Today, as well as facing restrictions on freedom of speech and assembly, millions of people are struggling to get by due to a collapse in the lira and annual inflation of more than 85 per cent.

I am acutely aware that, as someone paid in foreign currency, I have been largely sheltered from these savage economic conditions. My middle-class Turkish friends, meanwhile, have seen their purchasing power dramatically curtailed. The country’s poorest are increasingly facing poverty and hunger.

And yet, I find it remarkable how little the economic hardship is publicly visible. There is still almost no homelessness and little street begging — something that I think can be attributed to the strong family support networks that continue to prop up society even as it is pushed to breaking point. I continue to feel safe travelling not just around Ankara but across Turkey, often alone.

The view from the city’s old fortress
The view from Ankara’s old fortress

That is not to say that the capital is without its gritty or more edgy sides. There is a strong streak of leftwing and anti-establishment politics. A night in the stands at Ankaragücü, the city’s fiercely supported Super Lig football team, is not for the faint-hearted. In winter, in some of the most deprived districts, the air catches in your throat due to the coal still widely used by the poor to heat their homes.

Ezhel, the 31-year-old Ankaralı who has become Turkey’s most famous rapper, sums up his hometown in his 2017 song “Taste of My City” as “soot, rust, dirt, coal, plastic, garbage, tire, fumes, weed”.

While I would choose different desc­riptors, it is hard to describe Ankara as a whole as beautiful. Thoughtless development is rife. The elegant Art Deco train station, built in 1937, now sits in the shadow of a high-speed rail station that looks like a cross between a spaceship and a cruise ship. It is impossible to find aesthetic value in the Eskişehir Road, the main artery of the modern-day city lined with endless shopping malls.

This is the unattractive side of Ankara seen by daytrippers who are whisked in and out for a programme of meetings before rushing back to Istanbul, London, Berlin or Washington.
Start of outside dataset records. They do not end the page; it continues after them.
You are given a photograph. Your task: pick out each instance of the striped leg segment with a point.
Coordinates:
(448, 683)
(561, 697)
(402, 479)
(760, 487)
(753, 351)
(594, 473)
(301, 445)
They miss all the charm and verve of life here.

I love the ingenious taxi system. With thousands of push-buttons mounted on trees and lampposts across the city linked to taxi ranks, there is no need for Uber in Ankara: simply press the button and a taxi will be with you in minutes.

No Uber needed: just press the button and a taxi will arrive
No Uber needed: just press the button and a taxi will arrive

There is a vigorous trade in gossip thanks to the droves of politicians, diplomats, lobbyists and journalists living here. And the city embraces the Turkish spirit of spontaneity that allows you to set up a meeting, for business or pleasure, as little as an hour in advance. In Ankara, you can make it there on time. That is not something that can be said for Istanbul. With its population of 16mn and its unbearable traffic, the city has become increasingly unliveable.

I have long believed that it’s unnecessary to come down in favour of one or the other of Turkey’s two big cities. Each has its virtues and its flaws. I will forever love visiting Istanbul for work, tourism or fun. But it is always a joy and a relief to return to my adopted hometown. Let the Istanbullular enjoy the journey back to their sprawling megacity after coming to visit the capital. We Ankaralılar are happy to have the place to ourselves.